Mercado Central, el epicentro de la comida fresca mendocina

El autor recuerda aquellos días de su infancia y adolescencia, inmersos en el ajetreo diario del centro mendocino. Sus vecinos, amigos y familiares.

Mercado Central, el epicentro de la comida fresca mendocina

Mi nonna con mi madre, una niña de 14 años,  instalan en 1949 un pequeño restaurante en calle Patricias Mendocinas frente a la puerta del Mercado.

El movimiento empezaba a las 4 de la mañana, cuando llegaban carros y camiones con la mercadería fresca: verduras de las fincas del Este, lechones, novillos, pollos... en fin todos los productos alimenticios frescos para abastecer a Mendoza.

En esa época no existían los supermercados, todo lo fresco se vendía en el Mercado Central. Lugar inmejorable para poner un restaurante.

Con el correr de los años fuimos naciendo los 7 hijos de María Teresa y Don Francesco en la habitación de un departamento sobre el restaurante. La partera llegaba presurosa para ayudar en el parto y a los 2 días más presurosa que la partera, mi madre estaba de nuevo en la cocina trabajando.

Seguro que igual a la historia de tantas familias de inmigrantes, para las que el trabajo era sagrado y un agradecimiento por tener la posibilidad de progresar después de haber pasado una guerra, lo que hacía honrarlo con el esfuerzo sobrehumano de una generación que puso el lomo de sol a sol.
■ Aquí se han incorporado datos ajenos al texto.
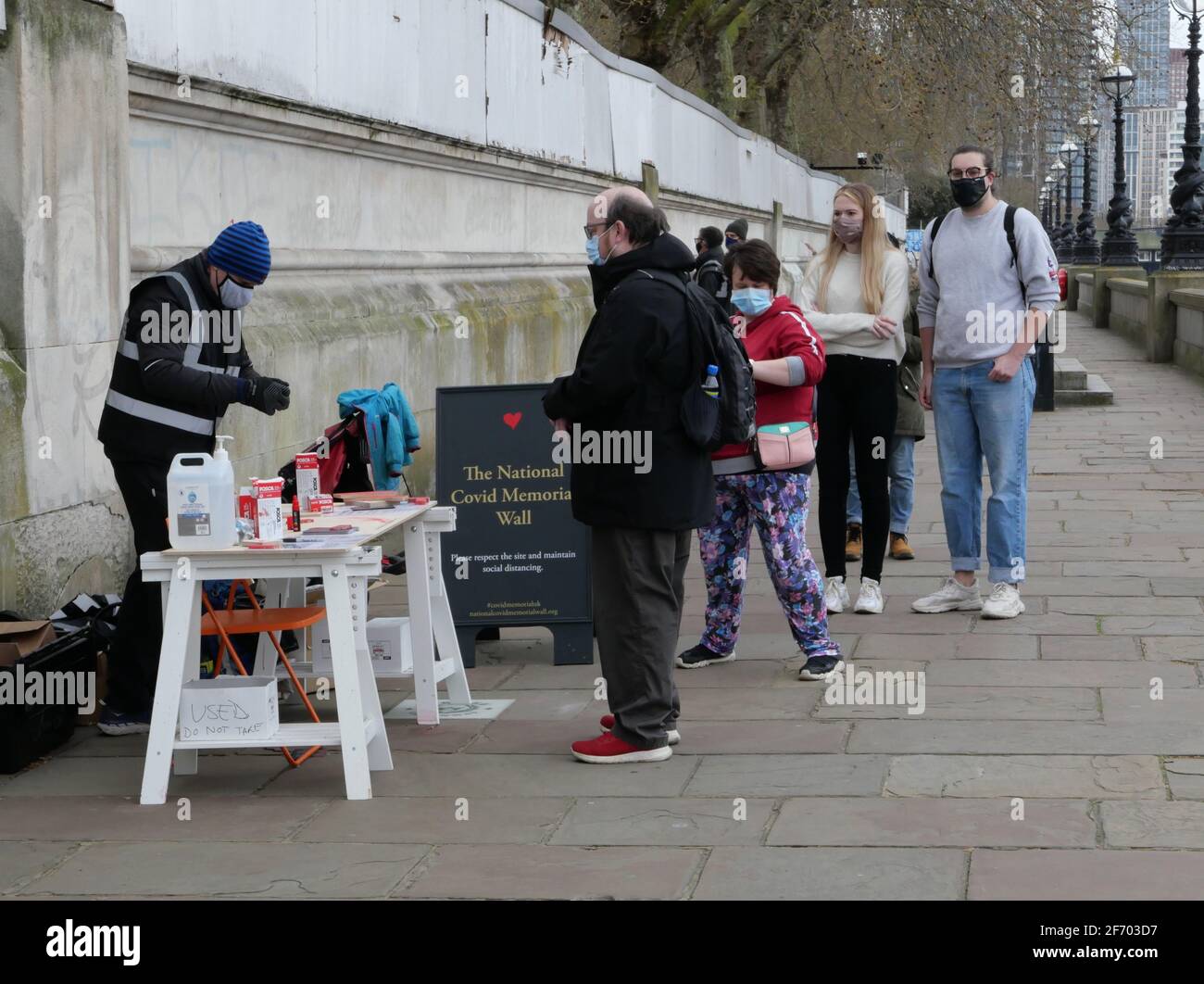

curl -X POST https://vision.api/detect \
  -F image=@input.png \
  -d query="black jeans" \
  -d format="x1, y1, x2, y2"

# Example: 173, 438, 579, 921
105, 461, 171, 714
815, 355, 898, 582
593, 526, 693, 750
Y gracias a ese esfuerzo, los hijos tuvimos la oportunidad de estudiar en lugar de trabajar desde niños. Cosa que hoy pasa en muchas familias, como las ladrilleras, ajeras y otras actividades, que necesitan de las manos infantiles para parar la olla.

En el año 1972 nos mudamos a una cuadra, España y General Paz, también sobre el restaurante, que ahora era de mis padres. La pequeña empresa familiar empezaba a dar sus frutos.

Mientras nosotros, los hijos, jugábamos, en la vereda o en los baldíos, con los vecinos Fretes, con los changarines de los puestos del Mercado o con Andresito, el hijo del verdulero Andrés.

Cuando descubrí Mafalda lo vi a Andresito pero se llamaba Manolito. Otra vez la historia repetida de los inmigrantes.

Eramos 7 hermanos, 4 mujeres y 3 varones. Poca televisión, mucha vereda, muchos vecinos amigos. Vereda custodiada por los mayores, que cuando nos mandábamos alguna macana nos llevaban de la oreja a nuestra casa para que nuestros padres nos pusieran en penitencia. Un mundo de niños que jugaban en la vereda bajo la mirada de los mayores.

Entonces sí había seguridad, el trabajo no era un yugo, era el orgullo de ganarse el pan de la familia (tan bien definido por el cura Contreras), la calle era el lugar donde nos encontrábamos con el vecino y se hacía comunidad. Donde el tener no era lo importante, era solo una consecuencia de bien hacer. Entonces era lo mismo si eras el hijo del doctor o del peluquero, como debe ser.

En fin, era la Mendoza de las puertas abiertas, de las bicis en las veredas, donde los bienes emocionales eran más importantes que los bienes materiales. Y como las emociones son transparentes, nos acercan a los vecinos. Creo que esa es la gran diferencia con la Mendoza actual; estamos tan preocupados en tener que no logramos ver a nuestros vecinos.

Tampoco podemos ver a los vecinos que están a 50 cuadras que viven en casas de lata. No vemos que son nuestros vecinos, pero si empezamos a verlos como vecinos que no han tenido nuestras oportunidades, si les damos identidad nos vamos a ocupar por colaborar para que puedan ser, para que sus hijos (que son nuestros niños, porque en una sociedad bien constituida los niños y los ancianos son de todos) puedan estudiar, puedan jugar.

Si en lugar de añorar nuestro lindo barrio nos ocupamos de crear un gran barrio donde todos podamos vivir como antes, entonces en cada esquina va a volver el espíritu de los barrios donde nos importaba el vecino. Y juntos, desde cada barrio, construíamos el buen vivir.